The huge deposit in Banks due to demonetization has led to reduced lending rates to the lowest in the last 6 to 8 years by the Banks/ NBFC’s. Leading the pack, few nationalized banks has reduced the home loan rates by 50 basis points (bps) to as low as 8.5 per cent (fixed). Even the private Banks and the NBFC’s in the home loan segment, has also reduced its home loan rates by 45 bps. However, due to rate cuts the fresh borrowers are the primaries who are benefitted and many existing home loan borrowers are considering a home loan balance transfer to avail the most of the low interest rates.
Following are the few factors that can help you to decide whether the borrower should opt for a home loan balance transfer now or not:
A big Save on interest payouts
For most borrowers savings is the main reason to transfer their home loans. However, it is important that a home loan balance transfer should be opted only if the total savings in interest payout is significantly higher than the cost incurred while transferring the loan. Usually various fees are charged by the new lender such as conversion fee, processing fees, administrative charges etc. during the loan transfer.
It is to remember that the earlier the borrower transfer the home loan, the higher will be the savings in the interest payout throughout the loan tenor. For example, let’s assume that Anshu have a home loan of Rs 70 lakh of 20 year tenure at the rate of 9.5 per cent with just 4 years left to pay. If Anshu transfer it to a new lender that offers a loan at the rate of 8.5 per cent interest than the total savings in EMIs will be Rs 4501 only. Being the loan in its last years, the borrower has already paid the interest part. Similarly, if Anshu transfers the same loan amount of same tenure at same interest but with 15 years left to pay, he would be saving a lot of amount on his interest payout. Therefore, it’s better to avoid loan transfer (balance transfer) when the loan is in the last leg of its tenor.
Switch to MCLR-based loans
Presently only banks provide MCLR-linked loans. Compared to RPLR and base rate system, the rate setting mechanism of MCLR regime is more transparent. With the MCLR regime, the probability of policy rate transmission is also higher. RBI has directed Banks to allow their base rate borrowers to shift to the MCLR system. The housing finance companies (HFCs), NBFCs and other financial institutions do not come under the orbit of MCLR. Therefore the borrower can transfer the home loan to a commercial bank if the difference between the present rate of thee NBFC loan and the rates offered by Banks is significant. Switching to MCLR increases the probability of benefiting from future changes in interest rates.

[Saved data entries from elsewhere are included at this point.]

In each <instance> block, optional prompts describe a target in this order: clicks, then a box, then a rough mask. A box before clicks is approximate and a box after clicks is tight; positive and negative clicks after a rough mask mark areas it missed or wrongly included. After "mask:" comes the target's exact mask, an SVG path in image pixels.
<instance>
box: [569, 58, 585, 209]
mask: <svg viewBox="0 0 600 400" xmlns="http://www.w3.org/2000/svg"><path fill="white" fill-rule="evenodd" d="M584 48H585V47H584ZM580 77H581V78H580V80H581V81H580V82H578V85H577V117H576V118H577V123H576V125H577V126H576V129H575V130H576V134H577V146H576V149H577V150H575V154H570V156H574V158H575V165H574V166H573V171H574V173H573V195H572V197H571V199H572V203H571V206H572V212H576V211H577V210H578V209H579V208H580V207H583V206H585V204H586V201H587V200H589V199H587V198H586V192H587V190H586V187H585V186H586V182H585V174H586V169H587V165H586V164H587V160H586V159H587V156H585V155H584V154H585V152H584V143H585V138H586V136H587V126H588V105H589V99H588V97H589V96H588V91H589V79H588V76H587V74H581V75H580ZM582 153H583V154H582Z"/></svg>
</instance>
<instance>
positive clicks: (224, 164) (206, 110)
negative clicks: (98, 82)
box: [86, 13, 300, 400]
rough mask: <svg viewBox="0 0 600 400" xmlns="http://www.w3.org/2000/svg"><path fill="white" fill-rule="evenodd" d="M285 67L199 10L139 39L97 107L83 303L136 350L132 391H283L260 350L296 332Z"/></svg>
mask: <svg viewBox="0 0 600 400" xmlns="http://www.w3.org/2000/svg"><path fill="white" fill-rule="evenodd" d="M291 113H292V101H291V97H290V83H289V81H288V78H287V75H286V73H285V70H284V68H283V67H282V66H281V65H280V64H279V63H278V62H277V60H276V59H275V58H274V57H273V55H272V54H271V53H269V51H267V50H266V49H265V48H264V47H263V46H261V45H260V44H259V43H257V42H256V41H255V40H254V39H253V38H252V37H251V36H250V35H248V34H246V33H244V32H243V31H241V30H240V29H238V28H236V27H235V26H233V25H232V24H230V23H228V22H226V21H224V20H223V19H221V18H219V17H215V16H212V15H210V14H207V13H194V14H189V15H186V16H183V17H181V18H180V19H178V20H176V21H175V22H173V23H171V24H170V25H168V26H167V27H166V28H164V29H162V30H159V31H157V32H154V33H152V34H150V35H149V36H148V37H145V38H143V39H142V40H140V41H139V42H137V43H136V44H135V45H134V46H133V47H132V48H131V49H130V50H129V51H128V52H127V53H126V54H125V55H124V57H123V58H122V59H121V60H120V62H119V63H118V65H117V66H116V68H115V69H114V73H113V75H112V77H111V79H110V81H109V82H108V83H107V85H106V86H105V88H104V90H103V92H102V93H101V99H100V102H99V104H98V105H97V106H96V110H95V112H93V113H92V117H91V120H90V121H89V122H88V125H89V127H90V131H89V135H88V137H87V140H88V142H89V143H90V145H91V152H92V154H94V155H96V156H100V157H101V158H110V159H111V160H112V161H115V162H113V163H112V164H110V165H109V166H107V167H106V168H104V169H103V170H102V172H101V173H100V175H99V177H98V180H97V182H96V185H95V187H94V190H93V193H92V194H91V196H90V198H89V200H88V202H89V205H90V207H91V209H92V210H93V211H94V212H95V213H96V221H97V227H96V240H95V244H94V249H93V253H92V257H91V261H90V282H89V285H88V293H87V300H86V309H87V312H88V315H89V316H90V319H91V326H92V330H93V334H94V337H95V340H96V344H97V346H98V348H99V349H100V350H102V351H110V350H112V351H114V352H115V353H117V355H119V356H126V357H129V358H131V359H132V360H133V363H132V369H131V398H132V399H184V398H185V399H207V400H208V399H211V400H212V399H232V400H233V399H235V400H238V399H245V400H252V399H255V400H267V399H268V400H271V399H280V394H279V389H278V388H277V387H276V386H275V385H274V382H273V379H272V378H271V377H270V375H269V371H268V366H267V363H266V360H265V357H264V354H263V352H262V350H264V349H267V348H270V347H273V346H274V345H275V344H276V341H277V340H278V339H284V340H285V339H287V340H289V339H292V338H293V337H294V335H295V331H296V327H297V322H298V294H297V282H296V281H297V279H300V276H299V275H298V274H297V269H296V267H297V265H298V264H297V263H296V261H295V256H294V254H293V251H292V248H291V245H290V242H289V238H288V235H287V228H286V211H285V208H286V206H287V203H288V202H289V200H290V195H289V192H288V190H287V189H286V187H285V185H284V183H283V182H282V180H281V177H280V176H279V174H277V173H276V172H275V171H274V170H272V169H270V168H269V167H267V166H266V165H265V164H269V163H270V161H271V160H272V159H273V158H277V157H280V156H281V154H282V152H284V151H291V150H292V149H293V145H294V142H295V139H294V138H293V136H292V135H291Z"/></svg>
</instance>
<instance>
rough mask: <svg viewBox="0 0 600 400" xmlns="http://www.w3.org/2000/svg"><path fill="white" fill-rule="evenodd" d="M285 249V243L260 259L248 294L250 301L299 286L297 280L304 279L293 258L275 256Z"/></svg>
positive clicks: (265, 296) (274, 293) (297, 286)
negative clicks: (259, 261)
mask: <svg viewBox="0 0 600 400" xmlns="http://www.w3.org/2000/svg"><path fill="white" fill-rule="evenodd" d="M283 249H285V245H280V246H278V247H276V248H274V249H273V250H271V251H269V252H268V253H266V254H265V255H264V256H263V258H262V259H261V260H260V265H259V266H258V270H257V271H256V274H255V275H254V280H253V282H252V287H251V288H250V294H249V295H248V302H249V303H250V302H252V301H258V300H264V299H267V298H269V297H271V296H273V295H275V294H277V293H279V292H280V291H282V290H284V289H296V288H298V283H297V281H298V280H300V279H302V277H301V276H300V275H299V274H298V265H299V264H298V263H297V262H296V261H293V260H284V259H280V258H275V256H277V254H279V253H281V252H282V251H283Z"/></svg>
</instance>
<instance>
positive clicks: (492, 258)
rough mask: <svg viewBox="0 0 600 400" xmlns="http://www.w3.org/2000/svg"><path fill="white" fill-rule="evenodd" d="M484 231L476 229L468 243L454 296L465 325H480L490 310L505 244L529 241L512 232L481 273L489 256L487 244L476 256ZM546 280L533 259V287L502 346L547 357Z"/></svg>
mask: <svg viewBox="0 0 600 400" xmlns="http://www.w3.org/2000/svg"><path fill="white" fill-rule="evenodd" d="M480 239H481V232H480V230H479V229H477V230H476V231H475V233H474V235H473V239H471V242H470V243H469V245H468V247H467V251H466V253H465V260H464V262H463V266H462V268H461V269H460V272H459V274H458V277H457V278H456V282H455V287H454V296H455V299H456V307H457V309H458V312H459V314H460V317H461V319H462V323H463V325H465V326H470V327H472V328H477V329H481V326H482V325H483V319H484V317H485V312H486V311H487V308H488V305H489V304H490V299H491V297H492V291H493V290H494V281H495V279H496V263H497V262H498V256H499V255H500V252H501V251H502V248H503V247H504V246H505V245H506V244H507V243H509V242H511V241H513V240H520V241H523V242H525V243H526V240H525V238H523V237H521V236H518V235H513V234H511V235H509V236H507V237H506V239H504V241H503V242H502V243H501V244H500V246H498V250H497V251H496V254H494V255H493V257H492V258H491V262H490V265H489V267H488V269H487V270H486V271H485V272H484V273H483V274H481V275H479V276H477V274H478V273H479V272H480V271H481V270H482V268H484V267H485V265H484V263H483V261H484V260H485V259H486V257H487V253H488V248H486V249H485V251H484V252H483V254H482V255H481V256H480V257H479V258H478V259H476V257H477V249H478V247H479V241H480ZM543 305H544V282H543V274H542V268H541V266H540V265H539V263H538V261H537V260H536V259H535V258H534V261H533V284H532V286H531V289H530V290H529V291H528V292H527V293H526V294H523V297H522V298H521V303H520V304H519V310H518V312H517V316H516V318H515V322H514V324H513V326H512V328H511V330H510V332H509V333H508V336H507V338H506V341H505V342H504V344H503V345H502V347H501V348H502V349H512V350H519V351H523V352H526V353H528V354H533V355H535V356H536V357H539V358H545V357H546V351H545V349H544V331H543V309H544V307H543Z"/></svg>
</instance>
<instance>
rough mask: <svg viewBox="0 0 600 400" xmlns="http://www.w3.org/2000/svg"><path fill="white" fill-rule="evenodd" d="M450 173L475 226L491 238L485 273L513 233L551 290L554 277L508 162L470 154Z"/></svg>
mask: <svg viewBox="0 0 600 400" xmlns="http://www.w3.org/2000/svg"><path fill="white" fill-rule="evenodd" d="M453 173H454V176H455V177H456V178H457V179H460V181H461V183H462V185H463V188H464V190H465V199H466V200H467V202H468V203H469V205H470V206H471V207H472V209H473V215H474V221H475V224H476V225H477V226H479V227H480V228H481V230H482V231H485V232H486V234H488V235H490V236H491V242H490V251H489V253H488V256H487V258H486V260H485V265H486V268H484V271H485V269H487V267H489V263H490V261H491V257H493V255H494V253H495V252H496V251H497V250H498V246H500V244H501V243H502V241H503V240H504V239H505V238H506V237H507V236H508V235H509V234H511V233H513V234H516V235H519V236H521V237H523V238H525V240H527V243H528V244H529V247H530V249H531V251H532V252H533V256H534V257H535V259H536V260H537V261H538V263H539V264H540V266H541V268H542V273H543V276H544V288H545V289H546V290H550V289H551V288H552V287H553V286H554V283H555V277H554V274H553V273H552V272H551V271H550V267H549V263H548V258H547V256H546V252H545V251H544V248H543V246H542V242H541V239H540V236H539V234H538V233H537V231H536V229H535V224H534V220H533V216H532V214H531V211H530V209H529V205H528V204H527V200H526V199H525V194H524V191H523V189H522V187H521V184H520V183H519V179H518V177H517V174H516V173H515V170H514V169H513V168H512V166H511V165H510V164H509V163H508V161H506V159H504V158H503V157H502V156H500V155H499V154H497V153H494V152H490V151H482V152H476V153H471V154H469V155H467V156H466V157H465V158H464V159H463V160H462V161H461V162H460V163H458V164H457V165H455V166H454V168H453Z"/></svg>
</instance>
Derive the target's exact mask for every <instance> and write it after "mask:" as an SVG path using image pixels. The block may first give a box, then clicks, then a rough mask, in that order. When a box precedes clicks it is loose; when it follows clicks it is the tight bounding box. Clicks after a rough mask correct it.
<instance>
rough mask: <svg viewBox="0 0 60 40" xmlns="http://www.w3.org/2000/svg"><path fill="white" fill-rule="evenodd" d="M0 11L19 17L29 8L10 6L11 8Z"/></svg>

Top-up loans without approval
Banks/ NBFCs offer top-up loans to their present home loan borrowers when they require more funds above their existing loan amount. Top-up loans are similar to personal loans and the borrower is free to use the loan amount for any purpose — like renovation of home or office, medical expenses etc. The interest rates for top-up loans are also usually lower than that of the personal loans. The borrower can easily transfer the existing home loan if the current lender does not approve a top-up loan or charge a higher rate of interest on the top-up loan.
Negotiate the terms and condition
While transferring the existing home loan to a new lender is similar to availing a new loan, where the new lender will have its own set of terms and conditions. The borrower can negotiate or re-set the loan EMI and tenor and top up as well. The borrower is free to opt for a home loan transfer (balance transfer) if the existing lender does not allow the borrower to reset the terms and conditions of the loan. The borrower can visit the online financial marketplace such as mudrahome to compare and choose amongst the various balance transfer options.
Presently, the home loan balance transfer is beneficial especially for those who have a long tenor left for the repayment of the loan. As there is a space for further policy to bring down the interest rates in near future, the borrowers under the base rate system can either switch their loans to MCLR regime or transfer to a Bank/ NBFC that offers better interest rates at better terms and conditions. The home loan borrowers from housing finance companies can also look forward to transfer their balance loan amount to commercial banks as that will bring them under the orbit of MCLR regime. However, it is always important to ensure that the benefits of transferring the present loans significantly notable rather than the cost involved.